Effects of Tobacco-Specific Carcinogen on Protein Kinase C Isoforms / 대한흉부외과학회지

BACKGROUND: Cigarette smoking is the leading cause of the lung cancer. However, mechanism of action underlying the carcinogenesis in the lung still remains to be elucidated. The present study attempted to look into the carcinogenic potential of tobacco-specific nitrosamine, NNK (4-(methylnitrosamino)-1-(3-pyridyl)-1-butanone) and the effects of protein kinase C (PKC) isoforms in an immortalized human epithelial cell model. MATERIAL AND METHOD: Immortalized human epithelial cells were exposed with NNK and examined for its carcinogenic potential as measured by saturation density, soft-agar colony formation, and cell aggregation assay. The specific isoform of PKCs involved in the cellular transformation was analysed through western blot with monoclonal antibody and measured separately in cytosolic fraction and membrane fraction. RESULT: Human epithelial cells exposed with NNK showed prominent carcinogenic potential in saturation density, soft agar colony formation, and cell aggregation assay. PKC isoform analysis results are as follows: PKC-alpha showed significant translocation of protein levels from cytosolic fraction to membrane fraction, as analyzed by immunoblot.
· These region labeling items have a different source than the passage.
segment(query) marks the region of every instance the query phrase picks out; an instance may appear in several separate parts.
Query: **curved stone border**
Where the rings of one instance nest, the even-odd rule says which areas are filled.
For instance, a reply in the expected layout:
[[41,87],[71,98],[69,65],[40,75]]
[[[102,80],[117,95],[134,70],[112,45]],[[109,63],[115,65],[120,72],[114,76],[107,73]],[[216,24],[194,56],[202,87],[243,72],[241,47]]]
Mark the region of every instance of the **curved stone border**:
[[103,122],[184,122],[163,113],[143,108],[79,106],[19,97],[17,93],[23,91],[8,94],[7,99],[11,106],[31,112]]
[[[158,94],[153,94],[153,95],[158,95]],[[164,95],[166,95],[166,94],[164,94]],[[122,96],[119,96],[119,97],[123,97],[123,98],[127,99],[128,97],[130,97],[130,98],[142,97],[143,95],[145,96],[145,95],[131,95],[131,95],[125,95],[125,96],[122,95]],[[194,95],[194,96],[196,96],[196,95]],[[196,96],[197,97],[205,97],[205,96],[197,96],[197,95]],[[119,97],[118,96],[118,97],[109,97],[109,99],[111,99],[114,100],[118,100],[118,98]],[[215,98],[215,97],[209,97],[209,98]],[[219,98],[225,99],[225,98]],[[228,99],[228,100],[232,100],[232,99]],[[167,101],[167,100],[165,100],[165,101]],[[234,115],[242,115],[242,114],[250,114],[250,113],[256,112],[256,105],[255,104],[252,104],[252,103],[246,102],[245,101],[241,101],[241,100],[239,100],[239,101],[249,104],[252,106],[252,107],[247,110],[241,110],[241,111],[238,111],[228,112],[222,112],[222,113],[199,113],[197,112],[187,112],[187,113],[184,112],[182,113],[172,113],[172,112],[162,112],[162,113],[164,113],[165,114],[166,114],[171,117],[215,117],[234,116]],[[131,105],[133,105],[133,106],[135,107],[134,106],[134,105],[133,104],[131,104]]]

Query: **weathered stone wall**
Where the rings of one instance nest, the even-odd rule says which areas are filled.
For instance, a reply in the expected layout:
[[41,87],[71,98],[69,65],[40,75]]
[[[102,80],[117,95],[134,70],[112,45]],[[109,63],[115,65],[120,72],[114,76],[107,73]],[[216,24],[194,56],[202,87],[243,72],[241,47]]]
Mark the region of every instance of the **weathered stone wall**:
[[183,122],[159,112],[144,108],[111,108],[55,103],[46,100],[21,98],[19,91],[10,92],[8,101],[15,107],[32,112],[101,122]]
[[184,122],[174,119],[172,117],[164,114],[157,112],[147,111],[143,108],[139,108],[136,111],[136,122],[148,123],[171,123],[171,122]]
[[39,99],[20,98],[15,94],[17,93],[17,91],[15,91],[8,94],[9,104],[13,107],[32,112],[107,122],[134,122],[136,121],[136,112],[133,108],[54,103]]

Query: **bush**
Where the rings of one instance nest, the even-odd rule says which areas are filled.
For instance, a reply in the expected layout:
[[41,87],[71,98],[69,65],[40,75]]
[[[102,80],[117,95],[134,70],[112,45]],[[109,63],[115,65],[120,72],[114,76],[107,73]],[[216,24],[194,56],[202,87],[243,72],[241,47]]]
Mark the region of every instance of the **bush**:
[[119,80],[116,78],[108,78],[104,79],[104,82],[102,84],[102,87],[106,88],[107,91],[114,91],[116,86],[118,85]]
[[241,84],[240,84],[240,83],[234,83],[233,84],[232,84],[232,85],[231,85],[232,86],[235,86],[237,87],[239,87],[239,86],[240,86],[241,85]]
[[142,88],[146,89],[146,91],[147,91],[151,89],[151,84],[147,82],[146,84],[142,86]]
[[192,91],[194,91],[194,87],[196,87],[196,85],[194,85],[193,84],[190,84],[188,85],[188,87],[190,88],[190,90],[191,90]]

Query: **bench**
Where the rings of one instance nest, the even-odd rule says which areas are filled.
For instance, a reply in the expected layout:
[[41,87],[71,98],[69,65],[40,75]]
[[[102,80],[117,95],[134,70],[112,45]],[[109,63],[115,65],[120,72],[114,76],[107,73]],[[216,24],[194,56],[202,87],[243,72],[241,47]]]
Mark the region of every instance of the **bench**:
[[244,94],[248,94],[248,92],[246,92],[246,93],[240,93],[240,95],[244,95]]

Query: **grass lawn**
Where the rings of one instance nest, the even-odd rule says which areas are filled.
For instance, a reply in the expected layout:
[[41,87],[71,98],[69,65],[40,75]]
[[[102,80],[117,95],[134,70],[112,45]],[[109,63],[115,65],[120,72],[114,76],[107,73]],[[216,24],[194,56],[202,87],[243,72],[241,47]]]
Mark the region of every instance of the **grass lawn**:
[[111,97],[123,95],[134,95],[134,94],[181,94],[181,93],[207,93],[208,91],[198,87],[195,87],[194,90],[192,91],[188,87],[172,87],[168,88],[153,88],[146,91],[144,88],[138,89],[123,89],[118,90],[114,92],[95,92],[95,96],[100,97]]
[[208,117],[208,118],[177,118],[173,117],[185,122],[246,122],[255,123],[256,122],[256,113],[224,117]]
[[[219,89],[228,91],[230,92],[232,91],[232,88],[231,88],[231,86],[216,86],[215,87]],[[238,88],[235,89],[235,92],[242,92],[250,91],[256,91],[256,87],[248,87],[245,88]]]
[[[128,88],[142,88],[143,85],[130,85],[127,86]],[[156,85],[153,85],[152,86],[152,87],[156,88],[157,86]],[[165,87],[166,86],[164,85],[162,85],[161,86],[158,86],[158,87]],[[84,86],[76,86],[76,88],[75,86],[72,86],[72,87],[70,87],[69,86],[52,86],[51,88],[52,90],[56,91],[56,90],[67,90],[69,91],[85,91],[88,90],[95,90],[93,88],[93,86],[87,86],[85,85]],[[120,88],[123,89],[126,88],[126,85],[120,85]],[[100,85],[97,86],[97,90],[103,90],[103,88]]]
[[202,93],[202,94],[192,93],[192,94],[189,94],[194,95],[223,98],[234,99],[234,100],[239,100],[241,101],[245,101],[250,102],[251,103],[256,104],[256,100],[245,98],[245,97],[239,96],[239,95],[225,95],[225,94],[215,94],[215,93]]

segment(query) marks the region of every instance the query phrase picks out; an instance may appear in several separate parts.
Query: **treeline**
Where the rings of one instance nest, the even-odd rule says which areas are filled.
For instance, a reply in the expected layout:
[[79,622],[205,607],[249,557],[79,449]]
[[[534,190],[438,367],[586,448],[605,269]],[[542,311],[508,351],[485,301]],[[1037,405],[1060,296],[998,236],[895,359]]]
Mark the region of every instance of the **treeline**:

PKC-epsilon showed a dose-dependent increase of translocation. PKC-lambda was not affected by NNK treatment. CONCLUSION: The study demonstrated that there was a certain specificity in the patterns of isoform induction following chemical carcinogen exposure. Thus, it is suggested that identification of specific isoform be a clue to find target molecules in the carcinogenesis.